Then Coach John Calipari, who moved to Kentucky this spring, is scheduled to appear via a teleconference. He is in China in a pre-arranged goodwill trip.
The NCAA wrote a letter to Calipari earlier this year telling him he was not at-risk personally of a sanction.
No judgment will be made on Saturday. Typically, it takes six to eight weeks for the Committee on Infractions to arrive at a judgment.
In the closed hearing, Memphis’ representatives are expected to defend against the allegation that Rose submitted a fraudulent SAT. Memphis said in its official response to the allegation that there was a lack of conclusive evidence about the authenticity of his test.
In its official response, Memphis noted that the only evidence suggesting Rose did not take the entrance exam came from Lee Ann Harmless, a forensic document examiner hired by the NCAA. Because Harmless concluded that Rose “probably did not write the questioned hand printing or cursive writing” on the exam form, Memphis says in its response that there is not sufficient evidence to conclude fraud.

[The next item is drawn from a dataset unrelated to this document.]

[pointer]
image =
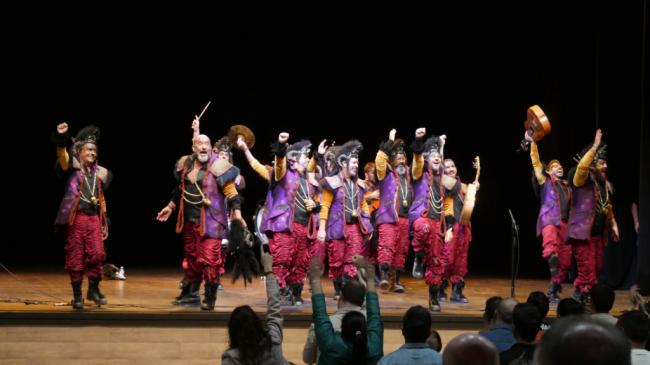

Furthermore, Memphis said it took all reasonable steps to assure Rose’s eligibility before he ever played a game for Memphis. Those steps included asking the NCAA to approve Rose’s participation, which the NCAA provided. Memphis is expected to cite those factors as reasons the school should not have to forfeit its 38 victories from the 2007-08 season nor vacate its Final Four appearance.
In its official response, Memphis acknowledged that more than $2,000 in travel expenses were improperly paid for an associate of Rose, reportedly older brother Reggie. But Memphis argued that the payments were an administrative error the school has already taken steps to correct.
Memphis noted that other travel expenses had been paid by the proper person.